Hello Muscle Bike people.
A friend of mine found this yesterday and we are wondering if anyone might know what this bike might have been? It is sticker badged Belknap Blue Grass and says Rollfast on the chain guard which may or may not be original to the bike. If some one can provide a model name and maybe a picture of a more complete one we would be very grateful

Thanks 

JimK


----------



## Jeff54 (Aug 2, 2018)

No, it's almost correct but, the steering wheel missing stickers on it, seat an sissy bar,  prob other things too. However, Huffy must have acquired rollfast in 60's b/c they're mainly huffy branded. Your frame and fenders are right too. I bet that brand was a Monkey wards (Montgomery wards)  contract. I member them, Huffy copied us kids, but seemed cool at first,  b/c we were retrofitting 'coveco' (sp?)  steering wheels, huffy made it easy, but, comparably back then, it was crap.  they'd rust and break fast. I.E. if you value your teeth skull or face, don't pull wheelies like the ad shows [grin]

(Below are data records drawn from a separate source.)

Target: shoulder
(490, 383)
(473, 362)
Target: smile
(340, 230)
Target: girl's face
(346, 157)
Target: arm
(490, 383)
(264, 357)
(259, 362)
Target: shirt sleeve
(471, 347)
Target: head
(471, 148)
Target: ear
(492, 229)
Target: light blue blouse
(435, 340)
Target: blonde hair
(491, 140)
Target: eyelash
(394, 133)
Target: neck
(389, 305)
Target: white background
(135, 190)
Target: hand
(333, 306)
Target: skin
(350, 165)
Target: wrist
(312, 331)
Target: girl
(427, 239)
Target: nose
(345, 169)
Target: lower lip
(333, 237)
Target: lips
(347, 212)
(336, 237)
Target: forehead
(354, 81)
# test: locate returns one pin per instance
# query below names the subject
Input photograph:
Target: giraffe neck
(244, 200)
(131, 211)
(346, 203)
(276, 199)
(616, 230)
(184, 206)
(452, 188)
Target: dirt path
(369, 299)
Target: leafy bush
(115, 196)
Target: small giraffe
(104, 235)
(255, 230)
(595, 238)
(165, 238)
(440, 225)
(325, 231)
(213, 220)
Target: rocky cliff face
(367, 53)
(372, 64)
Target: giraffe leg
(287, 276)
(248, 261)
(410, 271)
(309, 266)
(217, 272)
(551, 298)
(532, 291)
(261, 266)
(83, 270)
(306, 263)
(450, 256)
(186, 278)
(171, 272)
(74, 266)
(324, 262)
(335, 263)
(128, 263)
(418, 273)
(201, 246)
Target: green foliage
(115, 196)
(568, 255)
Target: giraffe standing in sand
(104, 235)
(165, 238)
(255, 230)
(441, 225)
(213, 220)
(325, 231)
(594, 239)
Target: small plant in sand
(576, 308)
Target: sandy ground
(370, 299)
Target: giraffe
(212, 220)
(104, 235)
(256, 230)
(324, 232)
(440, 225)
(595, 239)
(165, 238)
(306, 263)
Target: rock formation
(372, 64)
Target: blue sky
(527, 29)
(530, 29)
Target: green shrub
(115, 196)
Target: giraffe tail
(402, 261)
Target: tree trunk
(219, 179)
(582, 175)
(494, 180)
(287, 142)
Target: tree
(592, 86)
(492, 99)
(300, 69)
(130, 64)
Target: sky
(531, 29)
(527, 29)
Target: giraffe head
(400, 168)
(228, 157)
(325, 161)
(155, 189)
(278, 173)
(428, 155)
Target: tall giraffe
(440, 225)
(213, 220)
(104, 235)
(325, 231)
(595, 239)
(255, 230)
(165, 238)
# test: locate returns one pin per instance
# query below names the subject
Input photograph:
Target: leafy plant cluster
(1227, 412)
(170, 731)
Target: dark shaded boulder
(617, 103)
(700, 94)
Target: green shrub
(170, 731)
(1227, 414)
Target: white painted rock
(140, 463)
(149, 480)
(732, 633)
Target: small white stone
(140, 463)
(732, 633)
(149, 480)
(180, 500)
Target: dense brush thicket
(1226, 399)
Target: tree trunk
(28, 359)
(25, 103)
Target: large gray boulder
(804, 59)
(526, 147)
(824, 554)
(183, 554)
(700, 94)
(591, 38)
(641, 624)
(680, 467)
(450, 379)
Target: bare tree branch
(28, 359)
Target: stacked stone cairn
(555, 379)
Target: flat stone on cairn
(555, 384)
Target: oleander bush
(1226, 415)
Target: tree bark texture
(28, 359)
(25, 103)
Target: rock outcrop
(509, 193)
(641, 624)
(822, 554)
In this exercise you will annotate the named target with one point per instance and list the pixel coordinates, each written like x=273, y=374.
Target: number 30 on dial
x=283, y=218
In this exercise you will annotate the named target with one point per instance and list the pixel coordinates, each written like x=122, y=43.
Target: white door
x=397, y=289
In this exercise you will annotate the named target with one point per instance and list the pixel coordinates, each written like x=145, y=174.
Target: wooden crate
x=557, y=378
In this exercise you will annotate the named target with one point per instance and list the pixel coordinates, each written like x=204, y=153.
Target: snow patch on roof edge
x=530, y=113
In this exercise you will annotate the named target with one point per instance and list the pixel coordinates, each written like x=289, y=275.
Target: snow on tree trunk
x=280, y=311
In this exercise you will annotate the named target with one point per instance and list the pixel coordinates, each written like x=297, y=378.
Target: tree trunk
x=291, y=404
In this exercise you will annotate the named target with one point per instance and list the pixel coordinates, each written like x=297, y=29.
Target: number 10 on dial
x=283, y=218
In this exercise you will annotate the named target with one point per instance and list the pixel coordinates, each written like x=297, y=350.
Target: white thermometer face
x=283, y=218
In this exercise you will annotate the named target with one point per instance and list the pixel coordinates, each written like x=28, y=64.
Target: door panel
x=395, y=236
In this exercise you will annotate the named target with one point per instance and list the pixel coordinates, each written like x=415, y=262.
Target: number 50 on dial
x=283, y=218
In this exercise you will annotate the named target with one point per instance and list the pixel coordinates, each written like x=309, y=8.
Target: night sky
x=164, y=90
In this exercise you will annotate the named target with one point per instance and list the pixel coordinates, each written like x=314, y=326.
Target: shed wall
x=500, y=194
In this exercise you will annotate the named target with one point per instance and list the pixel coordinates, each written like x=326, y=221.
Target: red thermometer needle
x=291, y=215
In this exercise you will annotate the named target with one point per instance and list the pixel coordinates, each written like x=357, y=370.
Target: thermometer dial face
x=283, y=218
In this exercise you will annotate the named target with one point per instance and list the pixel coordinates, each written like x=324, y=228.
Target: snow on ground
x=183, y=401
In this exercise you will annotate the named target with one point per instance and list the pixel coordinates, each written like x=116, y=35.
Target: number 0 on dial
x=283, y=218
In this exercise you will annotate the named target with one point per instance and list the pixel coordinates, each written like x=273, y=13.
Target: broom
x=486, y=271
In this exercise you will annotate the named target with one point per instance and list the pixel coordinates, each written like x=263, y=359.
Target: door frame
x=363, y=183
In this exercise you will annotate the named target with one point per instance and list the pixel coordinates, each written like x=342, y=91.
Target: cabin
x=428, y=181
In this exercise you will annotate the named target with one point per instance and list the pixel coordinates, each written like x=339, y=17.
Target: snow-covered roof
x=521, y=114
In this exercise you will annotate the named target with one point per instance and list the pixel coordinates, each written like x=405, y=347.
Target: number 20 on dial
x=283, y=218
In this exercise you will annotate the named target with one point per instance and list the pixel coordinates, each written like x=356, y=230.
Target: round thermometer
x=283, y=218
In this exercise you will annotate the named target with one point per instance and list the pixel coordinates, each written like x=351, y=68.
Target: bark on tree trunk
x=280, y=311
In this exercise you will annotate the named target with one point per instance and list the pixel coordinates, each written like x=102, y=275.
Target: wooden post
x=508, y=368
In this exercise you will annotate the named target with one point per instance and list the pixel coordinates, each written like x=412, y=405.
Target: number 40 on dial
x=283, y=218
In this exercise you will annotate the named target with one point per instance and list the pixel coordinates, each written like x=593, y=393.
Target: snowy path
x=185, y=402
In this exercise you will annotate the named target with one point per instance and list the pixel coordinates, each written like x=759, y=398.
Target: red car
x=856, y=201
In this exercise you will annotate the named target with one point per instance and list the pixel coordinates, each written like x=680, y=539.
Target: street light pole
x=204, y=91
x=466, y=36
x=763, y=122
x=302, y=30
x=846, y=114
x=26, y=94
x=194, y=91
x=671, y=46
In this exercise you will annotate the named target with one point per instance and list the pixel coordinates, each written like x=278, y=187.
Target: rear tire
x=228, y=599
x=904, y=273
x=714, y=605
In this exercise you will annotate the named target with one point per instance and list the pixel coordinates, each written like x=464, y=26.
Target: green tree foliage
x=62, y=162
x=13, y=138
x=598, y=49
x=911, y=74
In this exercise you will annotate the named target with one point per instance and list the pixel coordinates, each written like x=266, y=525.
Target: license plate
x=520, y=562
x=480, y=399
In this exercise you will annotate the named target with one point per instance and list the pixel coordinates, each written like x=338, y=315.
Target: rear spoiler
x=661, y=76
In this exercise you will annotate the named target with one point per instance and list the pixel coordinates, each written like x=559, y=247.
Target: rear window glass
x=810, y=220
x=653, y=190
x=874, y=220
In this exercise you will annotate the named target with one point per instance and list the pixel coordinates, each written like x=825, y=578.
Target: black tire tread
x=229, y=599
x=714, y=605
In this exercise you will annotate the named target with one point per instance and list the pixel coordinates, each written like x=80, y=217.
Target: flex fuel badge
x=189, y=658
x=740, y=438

Here's Huffy's 1968 ad, The 'Huffy wheel' :


----------



## JimK (Aug 2, 2018)

Thank you very much for the reply and information


----------



## videoranger (Aug 2, 2018)

Some interesting info on Belknap Bluegrass

https://en.wikipedia.org/wiki/Belknap_Hardware_and_Manufacturing_Company

cool find


----------



## professor72 (Aug 2, 2018)

It's a huffy Wheel with a 24 or 26" rollfast chainguard on it. Huffy made the bikes for Belknaps. Bike probably looked like the blue bike above in Jeff54's post. Cool find.


----------



## rfeagleye (Aug 2, 2018)

Yes, everyone is on point, that is a Huffy made Wheel bike, badged as a Belknap Bluegrass bike. There are lots of mismatched parts, the tires, seat, and guard aren't original, but the rest appears to be original. Nice find!


----------